When I read that last phrase I immediately thought two things. First, "great, Calculus!" Second, "Whooooooooooooooo?"
Anthony Breznican, an actual journalist, reports that the two projects that are likely to take off first are stories about Boba Fett and Han Solo. They are neither prequels or sequels. . .they are merely quels, and they ought to quell the frustrations of many a nerd who wanted to see, once and for all, just how Lando Calrissian won the Millennium Falcon. (You thought Midi-chlorians were bad? Just wait til you watch the ship that can make the Kessel run in 12 parsecs change ownership on a Queen high!)
The Han Solo film is, according to Breznican's source (which may or may not be the bird in front of the Pirates of the Caribbean ride), going to be set BEFORE "A New Hope." That's right, folks, we're calling it now: HAN AT THE PROM.
The current Hollywood zeitgeist dictates that the future Hutt Palace objet d'art be presented, at least in part, as a brooding, angsty teen.
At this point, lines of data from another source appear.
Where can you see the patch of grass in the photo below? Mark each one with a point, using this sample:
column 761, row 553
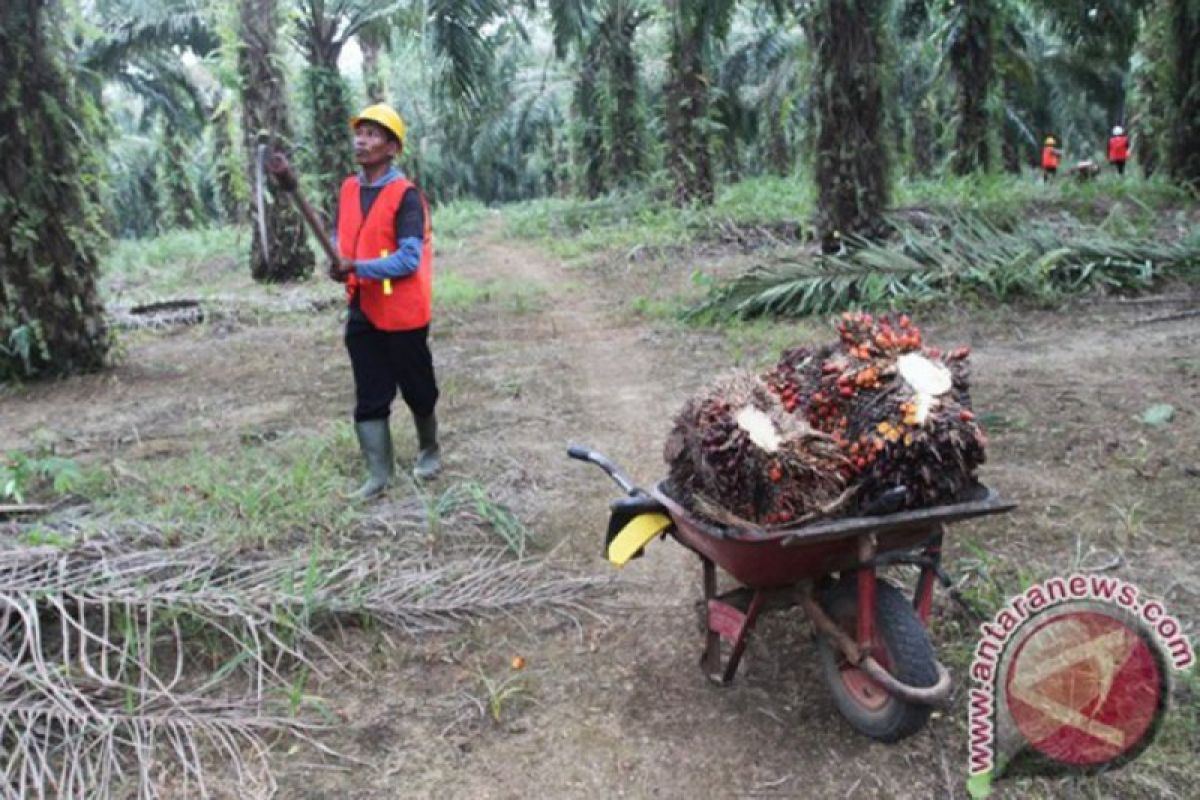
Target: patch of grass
column 1007, row 198
column 454, row 292
column 964, row 256
column 573, row 228
column 252, row 495
column 761, row 342
column 196, row 263
column 39, row 474
column 655, row 308
column 456, row 221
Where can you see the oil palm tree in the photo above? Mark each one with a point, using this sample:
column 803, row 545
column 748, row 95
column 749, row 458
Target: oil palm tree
column 283, row 254
column 52, row 320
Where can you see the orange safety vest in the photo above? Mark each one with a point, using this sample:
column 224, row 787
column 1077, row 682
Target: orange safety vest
column 1119, row 148
column 396, row 304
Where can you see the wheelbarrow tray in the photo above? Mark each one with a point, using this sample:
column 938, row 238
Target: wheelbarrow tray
column 783, row 557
Maybe he'll have to choose between a space vampire and a space werewolf? The big question remains: who will play the young interstellar smuggler and will he wear a vest?
The fact is that Lucasfilm could (and probably should) cast a relative unknown in the role. The box office draw couldn't be much higher, even if they decided to pick the entire lineup of One Direction and had them trade-off like a mass market "I'm Not There." I'm just wondering if it will be a music cue or a push-in to a tight close-up to underline that what we're seeing is the FIRST TIME Han has had a bad feeling about this.
A little less likely to cause apoplectic eye-rolls is the Boba Fett movie. Frankly, this idea is almost impervious to snark. While the nonsense about Jango Fett being the source for the clone Stormtroopers does hang over it, the fact is that the group shot of the Bounty Hunters from "Empire" is a good launching pad for untold space adventures. That image is like the "Great Day in Harlem" but for mouthbreathing science-fantasy dweebs.
The Boba Fett movie could take place any time prior to his humiliating end in the Sarlaac Pit (and could potentially involve Jabba) but we're hoping it involves some nice rivalry with the other bounty hunters. Zuckuss fighting Bossk? Yes, please.
Casting a new Boba Fett shouldn't be too hard. (Can you wear a helmet? Can you fall in a pit? Can you keep the talking to a minimum? Hired!) Convincing the suits that the best way to do Boba Fett is as a sleek, nearly silent tale of badassery like Jean-Pierre Melville's "Le Samourai" is another thing.
Of course, we're nowhere near done. Possible "Star Wars: Origins" stories will be floated up in trial balloons all year. (To save time: Wedge Antilles and Tambor Wat, thumbs up. Wicket and Dexter Jettster, thumbs down. General Grievous. . .probably not, but we're not ruling it out.) And this may all fall apart, too. Point is, don't get your metal bikini bottoms in a bunch just yet. The galaxy far, far away is vast and there's a long time ago to go.